He claimed that professional subterfuge served as a means of identifying members of his cohort at Chicago. He concluded his 1960 letter to Hughes on a wry note, promising to ‘save my card, collect one from Howie [Becker] and members of all the other locals, and we’ll present them to you on a birthday: for by their union cards you shall know the participant observers.’11 Such prolonged work in the field semi-disguised as a member of a trade or profession became a means of establishing one’s authority and credentials. Becker famously used his piano-playing skills to investigate ‘the natural history of an individual’s use of marihuana’ in Chicago’s jazz clubs (Becker, 1953: 236). A number of Goffman’s contemporaries offered ethnographies of the asylum from the viewpoint of an attendant. 1948 witnessed a new wave of asylum exposés including Albert Deutsch’s photo-essay The Shame of the States alongside the novel and film versions of Mary Jane Ward’s The Snake Pit, a classic in the confinement narrative genre. Harold Orlansky, an anthropology doctoral candidate at Yale, published a scathing account in Dwight Macdonald’s magazine, Politics. Based upon the observations he recorded during a fourteen month stint as an attendant, Orlansky concluded that ‘the American asylum manifests, in embryo, some of the same social mechanisms which in Germany matured into death camps’ (Orlansky, 1948: 162). A number of Chicago sociologists took up Orlansky’s suggestion that the asylum attendant, endowed with arbitrary power over others, constituted a potentially dangerous occupation worthy of concern. Harold Traxel served as an orderly for nine months while ‘no one on the staff had knowledge of the research being conducted’ (Traxel, 1953: 19).
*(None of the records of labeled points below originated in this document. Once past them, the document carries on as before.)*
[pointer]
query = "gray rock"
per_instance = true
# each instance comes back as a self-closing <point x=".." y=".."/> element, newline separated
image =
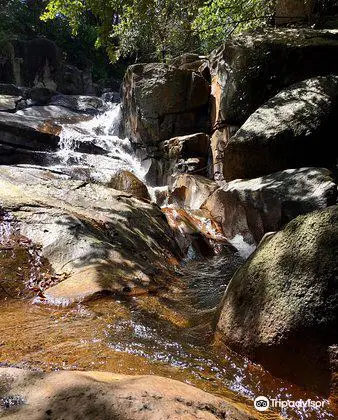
<point x="293" y="129"/>
<point x="78" y="103"/>
<point x="54" y="112"/>
<point x="10" y="89"/>
<point x="191" y="191"/>
<point x="254" y="207"/>
<point x="281" y="307"/>
<point x="250" y="69"/>
<point x="105" y="240"/>
<point x="107" y="396"/>
<point x="28" y="132"/>
<point x="161" y="102"/>
<point x="185" y="154"/>
<point x="8" y="103"/>
<point x="40" y="95"/>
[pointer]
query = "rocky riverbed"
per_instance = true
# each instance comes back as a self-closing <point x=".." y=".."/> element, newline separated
<point x="187" y="235"/>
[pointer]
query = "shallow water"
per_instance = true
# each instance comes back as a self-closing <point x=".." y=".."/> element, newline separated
<point x="166" y="334"/>
<point x="145" y="334"/>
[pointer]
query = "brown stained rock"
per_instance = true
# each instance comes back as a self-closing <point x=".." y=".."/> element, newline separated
<point x="126" y="181"/>
<point x="191" y="191"/>
<point x="157" y="105"/>
<point x="105" y="240"/>
<point x="106" y="396"/>
<point x="28" y="132"/>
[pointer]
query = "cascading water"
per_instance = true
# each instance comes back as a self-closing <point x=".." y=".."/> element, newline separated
<point x="93" y="149"/>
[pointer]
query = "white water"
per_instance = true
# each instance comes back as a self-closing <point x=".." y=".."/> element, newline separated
<point x="111" y="153"/>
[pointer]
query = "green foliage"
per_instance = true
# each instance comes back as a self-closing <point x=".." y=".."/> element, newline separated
<point x="218" y="19"/>
<point x="152" y="29"/>
<point x="21" y="19"/>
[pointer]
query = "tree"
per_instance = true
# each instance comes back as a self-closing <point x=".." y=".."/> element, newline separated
<point x="218" y="19"/>
<point x="145" y="28"/>
<point x="153" y="29"/>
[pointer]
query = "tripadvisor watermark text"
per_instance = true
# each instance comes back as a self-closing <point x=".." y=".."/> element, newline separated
<point x="262" y="403"/>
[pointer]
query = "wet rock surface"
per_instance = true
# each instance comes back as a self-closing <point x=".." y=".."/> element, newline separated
<point x="104" y="239"/>
<point x="291" y="130"/>
<point x="158" y="106"/>
<point x="248" y="70"/>
<point x="254" y="207"/>
<point x="280" y="308"/>
<point x="105" y="395"/>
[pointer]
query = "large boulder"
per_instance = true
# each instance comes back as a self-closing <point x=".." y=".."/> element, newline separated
<point x="70" y="80"/>
<point x="251" y="208"/>
<point x="191" y="191"/>
<point x="28" y="132"/>
<point x="161" y="102"/>
<point x="10" y="89"/>
<point x="250" y="69"/>
<point x="8" y="103"/>
<point x="106" y="396"/>
<point x="281" y="307"/>
<point x="293" y="129"/>
<point x="102" y="239"/>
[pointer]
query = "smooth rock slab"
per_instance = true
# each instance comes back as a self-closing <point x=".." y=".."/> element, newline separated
<point x="29" y="132"/>
<point x="296" y="128"/>
<point x="254" y="207"/>
<point x="103" y="239"/>
<point x="106" y="396"/>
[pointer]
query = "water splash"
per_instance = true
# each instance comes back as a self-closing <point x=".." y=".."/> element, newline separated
<point x="95" y="147"/>
<point x="244" y="248"/>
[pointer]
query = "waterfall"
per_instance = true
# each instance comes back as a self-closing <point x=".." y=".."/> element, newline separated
<point x="91" y="148"/>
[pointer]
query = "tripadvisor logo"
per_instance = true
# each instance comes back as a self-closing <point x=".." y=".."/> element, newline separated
<point x="261" y="403"/>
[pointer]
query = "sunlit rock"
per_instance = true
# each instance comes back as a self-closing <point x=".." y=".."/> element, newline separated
<point x="103" y="239"/>
<point x="250" y="69"/>
<point x="293" y="129"/>
<point x="191" y="191"/>
<point x="256" y="206"/>
<point x="185" y="154"/>
<point x="281" y="307"/>
<point x="8" y="103"/>
<point x="161" y="102"/>
<point x="107" y="396"/>
<point x="28" y="132"/>
<point x="129" y="183"/>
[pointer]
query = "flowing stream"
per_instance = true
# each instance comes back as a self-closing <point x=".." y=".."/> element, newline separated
<point x="172" y="336"/>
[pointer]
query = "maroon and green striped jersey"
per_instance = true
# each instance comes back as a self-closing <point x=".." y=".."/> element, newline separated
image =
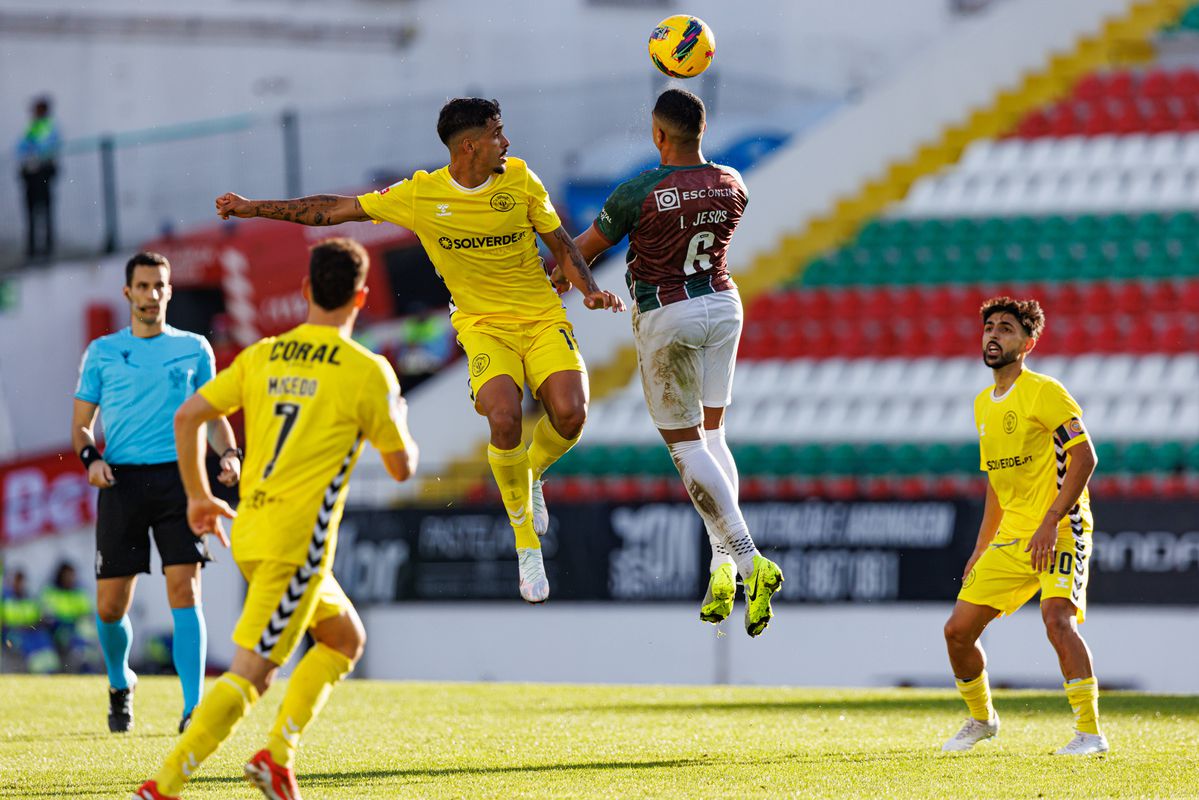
<point x="679" y="222"/>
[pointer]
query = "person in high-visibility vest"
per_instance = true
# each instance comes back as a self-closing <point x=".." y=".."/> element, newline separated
<point x="67" y="611"/>
<point x="25" y="638"/>
<point x="37" y="152"/>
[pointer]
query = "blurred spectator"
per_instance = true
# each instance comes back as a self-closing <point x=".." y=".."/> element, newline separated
<point x="28" y="645"/>
<point x="428" y="343"/>
<point x="37" y="155"/>
<point x="67" y="612"/>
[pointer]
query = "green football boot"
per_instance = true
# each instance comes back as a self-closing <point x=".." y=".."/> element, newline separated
<point x="761" y="584"/>
<point x="722" y="588"/>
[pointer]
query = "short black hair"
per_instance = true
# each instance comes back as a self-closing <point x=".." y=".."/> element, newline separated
<point x="463" y="114"/>
<point x="1029" y="313"/>
<point x="145" y="258"/>
<point x="684" y="110"/>
<point x="337" y="268"/>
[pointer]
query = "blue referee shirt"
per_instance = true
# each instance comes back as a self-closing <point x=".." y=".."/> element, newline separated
<point x="139" y="384"/>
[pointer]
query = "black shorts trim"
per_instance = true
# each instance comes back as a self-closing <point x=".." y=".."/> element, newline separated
<point x="144" y="498"/>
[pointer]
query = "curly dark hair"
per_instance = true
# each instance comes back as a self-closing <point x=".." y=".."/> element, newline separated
<point x="463" y="114"/>
<point x="337" y="268"/>
<point x="1029" y="312"/>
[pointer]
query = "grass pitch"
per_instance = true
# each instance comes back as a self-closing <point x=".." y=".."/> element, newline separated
<point x="498" y="740"/>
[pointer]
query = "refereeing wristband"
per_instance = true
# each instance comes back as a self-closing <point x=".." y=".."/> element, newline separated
<point x="89" y="455"/>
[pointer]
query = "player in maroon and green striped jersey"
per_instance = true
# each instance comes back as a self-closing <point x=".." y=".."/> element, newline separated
<point x="687" y="317"/>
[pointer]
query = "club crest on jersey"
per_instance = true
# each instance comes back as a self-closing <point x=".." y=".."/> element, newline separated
<point x="667" y="198"/>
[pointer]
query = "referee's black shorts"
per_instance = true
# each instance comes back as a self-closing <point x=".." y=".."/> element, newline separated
<point x="145" y="497"/>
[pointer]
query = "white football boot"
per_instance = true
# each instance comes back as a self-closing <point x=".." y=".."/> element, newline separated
<point x="971" y="733"/>
<point x="534" y="583"/>
<point x="1084" y="744"/>
<point x="540" y="512"/>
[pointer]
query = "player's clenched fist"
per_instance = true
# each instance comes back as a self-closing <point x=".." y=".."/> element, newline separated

Robert H. Willoughby argued that ‘participant-observation was thought to be the best tool for putting one’s self into the same frame of reference as the attendant.’ He prided himself on
conducting eight months of observation ‘without the assistance of and to a great extent without the knowledge of the administration’ (Willoughby, 1953: 15-16). In the early 1950s, such insincere performances were standard practice at Chicago. More controversially, this cultivated insincerity shaped Goffman’s expository style. His style of observation fit within the long tradition of natural history, but his work did not read like traditional natural histories. Where Orlansky’s article was an earnest denunciation of the dehumanizing tendencies built into the social organization of the mental hospital, Goffman never offered an outright condemnation of the treatment of patients. Instead, he carefully described the behaviors he witnessed on the ward floor, but altered their meaning by ironically framing them with the categories derived from the sociology of occupations rather than the psychopathology of mental illness (Becker, 2003). In person and on the page, he presented himself through a distant voice saturated by sarcasm, satire, and irony (Fine and Martin, 1990). Playful trickery had long formed an important part of his self-presentation. His sister, the actress Frances Bay, recalled that he was a ‘real prankster as a kid’ (Posner, 2008). Goffman, along with Becker, became known for their preferences for ‘the offbeat to the familiar, the vivid enthnographic detail to the dull taxonomy, the sensuously expressive to dry analysis, naturalistic observation to formal questionnaires, the standpoint of the hip outsider to the square insider’ (Gouldner, 1962: 208). This stance resonated with a style of mid-century dispassionate emotional restraint, what historian Peter Stearns calls ‘American Cool’ (Stearns, 1994). Cultivated insincerity allowed Goffman to advance biting criticisms while appearing detached and disinterested from the matter at hand. Irony served as his surrogate for objectivity. This calculated cynicism about modern organizational structures made him a
hero among many intellectuals on the left, but, as Gouldner suggested (1970), his was also a style championed in the hallways of 1960s Madison Avenue advertising agencies (Frank, 1997). Goffman’s innovation then was neither the problems he studied nor his investigative practice, but his advocacy of a model of personhood that closely resembled the well-established methodology of participant-observation. Historian Joel Isaac (2009) has documented how the practice of theory became central to the identity of the social scientist in the 1950s. His account focuses on a set of highly influential ‘organization men’ such as Parsons and Herbert Simon. Coming out of the University of Chicago, which had long insisted that the researcher develop an intimate knowledge of the noir aspects of the city (Salerno, 2007), Goffman developed a different model of the social theorist. His was an embedded and attentive yet coolly detached observer skilled at playing roles, the sociologist as urban hipster. This model of the researcher informed his satirical expository style and account of the self. It also informed his notorious “hypermasculine” trickster persona centered on his own composure, poise, and emotional control (Scheff, 2006: 13). His career reveals a ‘tools to theory’ heuristic as the methodology he deployed – manipulating others to pass unnoticed in the farming village, asylum ward, or casino – became a model for the individual’s experience of putting on various masks to fit the occasion. The similarities between this professional behavior and the activities of the confidence man may have suggested the latter as a model for human nature.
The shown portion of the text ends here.